Loi canadienne sur les droits de la personne,

L.R.C. 1985, ch. H-6

2. La présente loi a pour objet de compléter la législation canadienne en donnant effet, dans le champ de compétence du Parlement du Canada, au principe suivant : le droit de tous les individus, dans la mesure compatible avec leurs devoirs et obligations au sein de la société, à l'égalité des chances d'épanouissement et à la prise de mesures visant à la satisfaction de leurs besoins, indépendamment des considérations fondées sur la race, l'origine nationale ou ethnique, la couleur, la religion, l'âge, le sexe, l'orientation sexuelle, l'état matrimonial, la situation de famille, la déficience ou l'état de personne graciée.

Canadian Human Rights Act,

R.S.C. 1985, c. H-6

2. The purpose of this Act is to extend the laws in Canada to give effect, within the purview of matters coming within the legislative authority of Parliament, to the principle that all individuals should have an opportunity equal with other individuals to make for themselves the lives that they are able and wish to have and to have their needs accommodated, consistent with their duties and obligations as members of society, without being hindered in or prevented from doing so by discriminatory practices based on race, national or ethnic origin, colour, religion, age, sex, sexual orientation, marital status, family status, disability or conviction for an offence for which a pardon has been granted.

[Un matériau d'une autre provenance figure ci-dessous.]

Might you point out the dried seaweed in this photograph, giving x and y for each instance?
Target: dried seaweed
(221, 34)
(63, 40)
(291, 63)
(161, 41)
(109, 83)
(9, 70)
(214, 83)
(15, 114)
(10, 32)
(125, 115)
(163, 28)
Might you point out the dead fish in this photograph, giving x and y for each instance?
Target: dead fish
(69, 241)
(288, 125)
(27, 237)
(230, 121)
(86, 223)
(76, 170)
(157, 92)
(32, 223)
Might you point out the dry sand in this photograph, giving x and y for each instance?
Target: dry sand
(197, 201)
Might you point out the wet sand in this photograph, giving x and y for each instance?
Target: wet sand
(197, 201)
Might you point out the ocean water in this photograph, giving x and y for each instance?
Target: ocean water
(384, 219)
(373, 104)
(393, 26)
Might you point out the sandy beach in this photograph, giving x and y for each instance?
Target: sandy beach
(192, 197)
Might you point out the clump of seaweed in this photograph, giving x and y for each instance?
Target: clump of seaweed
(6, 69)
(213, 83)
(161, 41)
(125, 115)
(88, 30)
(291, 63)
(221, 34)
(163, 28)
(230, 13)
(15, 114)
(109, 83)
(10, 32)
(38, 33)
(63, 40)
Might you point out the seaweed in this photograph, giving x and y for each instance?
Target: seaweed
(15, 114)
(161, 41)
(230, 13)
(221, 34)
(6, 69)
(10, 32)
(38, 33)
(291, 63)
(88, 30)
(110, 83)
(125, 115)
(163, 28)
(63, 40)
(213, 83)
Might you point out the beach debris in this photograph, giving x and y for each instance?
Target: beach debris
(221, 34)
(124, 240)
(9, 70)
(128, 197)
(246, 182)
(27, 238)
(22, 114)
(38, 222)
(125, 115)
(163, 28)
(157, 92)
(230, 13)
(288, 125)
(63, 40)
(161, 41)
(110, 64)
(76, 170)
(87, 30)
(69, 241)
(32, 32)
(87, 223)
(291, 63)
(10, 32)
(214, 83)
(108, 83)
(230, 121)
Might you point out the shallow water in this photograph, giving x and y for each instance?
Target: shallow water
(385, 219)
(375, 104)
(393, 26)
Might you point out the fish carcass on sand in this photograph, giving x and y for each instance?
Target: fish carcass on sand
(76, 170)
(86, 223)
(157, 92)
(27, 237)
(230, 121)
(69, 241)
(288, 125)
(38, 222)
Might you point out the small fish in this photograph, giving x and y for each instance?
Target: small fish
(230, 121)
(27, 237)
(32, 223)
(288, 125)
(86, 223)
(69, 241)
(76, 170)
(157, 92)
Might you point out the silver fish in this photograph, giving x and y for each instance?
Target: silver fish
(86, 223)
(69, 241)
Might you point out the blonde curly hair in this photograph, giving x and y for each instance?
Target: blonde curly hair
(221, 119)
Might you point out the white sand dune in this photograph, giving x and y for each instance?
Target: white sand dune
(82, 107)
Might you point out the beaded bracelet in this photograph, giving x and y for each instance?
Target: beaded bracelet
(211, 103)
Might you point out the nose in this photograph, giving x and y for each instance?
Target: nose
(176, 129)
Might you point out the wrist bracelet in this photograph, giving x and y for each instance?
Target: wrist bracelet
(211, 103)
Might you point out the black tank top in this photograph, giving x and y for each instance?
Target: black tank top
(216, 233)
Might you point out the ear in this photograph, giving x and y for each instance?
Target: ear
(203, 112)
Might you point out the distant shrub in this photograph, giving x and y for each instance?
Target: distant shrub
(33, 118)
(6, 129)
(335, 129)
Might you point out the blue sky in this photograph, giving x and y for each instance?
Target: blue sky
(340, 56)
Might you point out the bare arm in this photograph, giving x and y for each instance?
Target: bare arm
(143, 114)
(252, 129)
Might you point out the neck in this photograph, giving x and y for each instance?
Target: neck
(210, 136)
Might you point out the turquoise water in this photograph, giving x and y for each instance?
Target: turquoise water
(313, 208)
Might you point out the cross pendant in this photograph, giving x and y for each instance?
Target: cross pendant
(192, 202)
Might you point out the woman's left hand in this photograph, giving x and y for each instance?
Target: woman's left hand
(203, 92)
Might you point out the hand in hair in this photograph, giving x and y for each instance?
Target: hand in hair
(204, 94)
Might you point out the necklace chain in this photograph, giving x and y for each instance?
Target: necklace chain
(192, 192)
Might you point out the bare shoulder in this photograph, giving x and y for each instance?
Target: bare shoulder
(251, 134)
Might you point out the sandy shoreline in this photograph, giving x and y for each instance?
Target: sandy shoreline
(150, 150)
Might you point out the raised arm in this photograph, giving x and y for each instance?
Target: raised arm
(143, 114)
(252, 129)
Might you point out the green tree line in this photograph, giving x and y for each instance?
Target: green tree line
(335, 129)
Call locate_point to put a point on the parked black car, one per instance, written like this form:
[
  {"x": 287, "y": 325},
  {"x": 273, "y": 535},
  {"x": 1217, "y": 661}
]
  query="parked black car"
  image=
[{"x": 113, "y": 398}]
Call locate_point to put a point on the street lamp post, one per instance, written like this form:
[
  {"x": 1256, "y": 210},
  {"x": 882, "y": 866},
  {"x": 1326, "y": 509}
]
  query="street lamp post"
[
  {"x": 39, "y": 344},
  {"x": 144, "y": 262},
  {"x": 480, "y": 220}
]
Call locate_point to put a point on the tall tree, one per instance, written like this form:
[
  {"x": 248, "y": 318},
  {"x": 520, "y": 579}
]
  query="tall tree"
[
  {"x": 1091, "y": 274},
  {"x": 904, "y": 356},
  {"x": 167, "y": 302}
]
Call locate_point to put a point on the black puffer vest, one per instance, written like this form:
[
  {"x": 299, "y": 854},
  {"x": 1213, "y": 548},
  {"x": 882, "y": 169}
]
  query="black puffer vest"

3. (1) Pour l'application de la présente loi, les motifs de distinction illicite sont ceux qui sont fondés sur la race, l'origine nationale ou ethnique, la couleur, la religion, l'âge, le sexe, l'orientation sexuelle, l'état matrimonial, la situation de famille, l'état de personne graciée ou la déficience.

[...]

3. (1) For all purposes of this Act, the prohibited grounds of discrimination are race, national or ethnic origin, colour, religion, age, sex, sexual orientation, marital status, family status, disability and conviction for which a pardon has been granted.

[...]

7. Constitue un acte discriminatoire, s'il est fondé sur un motif de distinction illicite, le fait, par des moyens directs ou indirects :

a) de refuser d'employer ou de continuer d'employer un individu;

b) de le défavoriser en cours d'emploi.

[...]

7. It is a discriminatory practice, directly or indirectly,

(a) to refuse to employ or continue to employ any individual, or

(b) in the course of employment, to differentiate adversely in relation to an employee,

on a prohibited ground of discrimination.

[...]

10. Constitue un acte discriminatoire, s'il est fondé sur un motif de distinction illicite et s'il est susceptible d'annihiler les chances d'emploi ou d'avancement d'un individu ou d'une catégorie d'individus, le fait, pour l'employeur, l'association patronale ou l'organisation syndicale :

a) de fixer ou d'appliquer des lignes de conduite;

b) de conclure des ententes touchant le recrutement, les mises en rapport, l'engagement, les promotions, la formation, l'apprentissage, les mutations ou tout autre aspect d'un emploi présent ou éventuel.

[...]

10. It is a discriminatory practice for an employer, employee organization or employer organization

(a) to establish or pursue a policy or practice, or

(b) to enter into an agreement affecting recruitment, referral, hiring, promotion, training, apprenticeship, transfer or any other matter relating to employment or prospective employment,

that deprives or tends to deprive an individual or class of individuals of any employment opportunities on a prohibited ground of discrimination.

[...]


41. (1) Sous réserve de l'article 40, la Commission statue sur toute plainte dont elle est saisie à moins qu'elle estime celle-ci irrecevable pour un des motifs suivants :

a) la victime présumée de l'acte discriminatoire devrait épuiser d'abord les recours internes ou les procédures d'appel ou de règlement des griefs qui lui sont normalement ouverts;

b) la plainte pourrait avantageusement être instruite, dans un premier temps ou à toutes les étapes, selon des procédures prévues par une autre loi fédérale;

c) la plainte n'est pas de sa compétence;

d) la plainte est frivole, vexatoire ou entachée de mauvaise foi;

e) la plainte a été déposée après l'expiration d'un délai d'un an après le dernier des faits sur lesquels elle est fondée, ou de tout délai supérieur que la Commission estime indiqué dans les circonstances.

[...]

41. (1) Subject to section 40, the Commission shall deal with any complaint filed with it unless in respect of that complaint it appears to the Commission that

(a) the alleged victim of the discriminatory practice to which the complaint relates ought to exhaust grievance or review procedures otherwise reasonably available;

(b) the complaint is one that could more appropriately be dealt with, initially or completely, according to a procedure provided for under an Act of Parliament other than this Act;

(c) the complaint is beyond the jurisdiction of the Commission;

(d) the complaint is trivial, frivolous, vexatious or made in bad faith; or

(e) the complaint is based on acts or omissions the last of which occurred more than one year, or such longer period of time as the Commission considers appropriate in the circumstances, before receipt of the complaint.

[...]

43. (1) La Commission peut charger une personne, appelée, dans la présente loi, « l'enquêteur » , d'enquêter sur une plainte.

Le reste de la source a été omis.